Spanning Pawley's 40 year career,
The Strange Death of Architectural Criticism is a celebration of his remarkable body of work. Beginning with his AA diploma thesis "The Time House," the book includes writings on contemporary design, iconic buildings and some of the most important issues facing modern architecture as well as interviews with architects including Norman Foster, Buckminster Fuller, Leon Krier and Zaha Hadid. By turns poignant, coruscating, controversial and humorous - but always original and insightful - this book is a reminder of how exhilarating architectural writing at its best can be.
dDAB Commentary:
When prompted to name my favorite writers, it's often architecture critics that spring to mind. Alongside Reyner Banham, Juhani Pallasmaa, and Michael Sorkin is Martin Pawley, the prolific British writer (prolific in that he wrote for multiple publications simultaneously, some as a regular columnist) who died in 2008, one year after this collection of 100 essays was released.

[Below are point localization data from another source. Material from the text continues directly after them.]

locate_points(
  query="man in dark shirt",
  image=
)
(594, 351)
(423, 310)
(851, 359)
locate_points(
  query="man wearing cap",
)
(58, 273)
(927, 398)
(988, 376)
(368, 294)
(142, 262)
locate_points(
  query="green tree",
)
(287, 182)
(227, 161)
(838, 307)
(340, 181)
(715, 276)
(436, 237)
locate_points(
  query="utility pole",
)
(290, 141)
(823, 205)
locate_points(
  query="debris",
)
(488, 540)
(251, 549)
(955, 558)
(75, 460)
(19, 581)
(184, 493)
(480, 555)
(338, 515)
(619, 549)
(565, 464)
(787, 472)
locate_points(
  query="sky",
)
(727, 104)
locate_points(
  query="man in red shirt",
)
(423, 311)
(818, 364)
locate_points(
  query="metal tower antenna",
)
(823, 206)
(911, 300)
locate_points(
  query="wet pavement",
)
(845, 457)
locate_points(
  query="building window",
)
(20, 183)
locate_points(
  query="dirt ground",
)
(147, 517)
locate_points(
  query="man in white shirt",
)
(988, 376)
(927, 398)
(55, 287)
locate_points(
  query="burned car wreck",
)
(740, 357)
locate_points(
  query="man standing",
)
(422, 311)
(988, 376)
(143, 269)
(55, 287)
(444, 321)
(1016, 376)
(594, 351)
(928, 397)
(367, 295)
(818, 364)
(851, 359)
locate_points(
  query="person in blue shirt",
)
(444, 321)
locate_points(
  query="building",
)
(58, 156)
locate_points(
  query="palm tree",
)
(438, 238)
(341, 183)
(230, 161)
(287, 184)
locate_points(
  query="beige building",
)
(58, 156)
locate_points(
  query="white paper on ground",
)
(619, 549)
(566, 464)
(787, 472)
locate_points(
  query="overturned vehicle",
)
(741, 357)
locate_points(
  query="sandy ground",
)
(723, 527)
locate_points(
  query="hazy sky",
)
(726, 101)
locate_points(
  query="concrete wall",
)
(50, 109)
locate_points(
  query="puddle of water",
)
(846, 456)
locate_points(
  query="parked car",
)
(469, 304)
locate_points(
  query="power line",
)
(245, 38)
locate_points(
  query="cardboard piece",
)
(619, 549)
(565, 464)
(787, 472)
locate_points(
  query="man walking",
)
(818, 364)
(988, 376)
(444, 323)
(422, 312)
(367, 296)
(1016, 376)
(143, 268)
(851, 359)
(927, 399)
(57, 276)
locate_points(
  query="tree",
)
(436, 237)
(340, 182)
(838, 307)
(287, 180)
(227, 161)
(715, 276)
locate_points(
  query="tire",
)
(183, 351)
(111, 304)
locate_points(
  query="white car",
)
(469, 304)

Similar to the collection of David Dillon pieces I reviewed a few days ago, The Strange Death of Architectural Criticism is but a small sampling of a huge output, an output considerably larger if we take into account the many books Pawley wrote on architects (Norman Foster, Future Systems), technology (Private Future, Theory and Design in the Second Machine Age, Terminal Architecture), and housing (Architecture Versus Housing, Garbage Housing). These three areas preoccupied Pawley during his four-decade-long career, making him one of the sharpest critics willing to find and call out BS by any architect he spoke with, but also one who was an unabashed technocrat and believer in the power of architecture.

The density and repetition of Pawley's 100 essays collected by him and David Jenkins is expressed on the cover, where the list of essays wraps the front, back, spine, and flaps without any apparent hierarchy. Similarly, the contents shows the essays ordered chronologically (no thematic sections as in Dillon's posthumous book or other similar collections), and a flip through the book yields the occasional spread with paired b/w illustrations on facing pages. Combined with the odd fact the list of sources for the essays, supplied in the back matter, is the only place where the essays are numbered 1 to 100, this is a collection of essays intended for browsing, for diving in here and there, now and then. This approach works well with Pawley's relaxed yet razor-sharp style of writing, though those wanting to dive into his pieces on housing, for instance, will need to scan the titles, many of them ambiguous, or try their luck with the index, which is populated only by proper names. Lastly, while the hardcover book is sizable and well-made, signaling Pawley's importance and appreciation, the original cover price of $60 seems outrageous, particularly given the dearth of images and the fact they're black and white. But over a decade later it's easy to come by used and remaindered copies for under $10 — a steal given the perfection of Pawley's prolific and poetic prose.

Author Bio:
Martin Pawley ... was one of the most insightful and provocative commentators on contemporary architecture and design. [For] 40 years he contributed to, or edited, every major British architectural journal, wrote for all the leading international magazines, and was architecture critic for the Observer and the Guardian.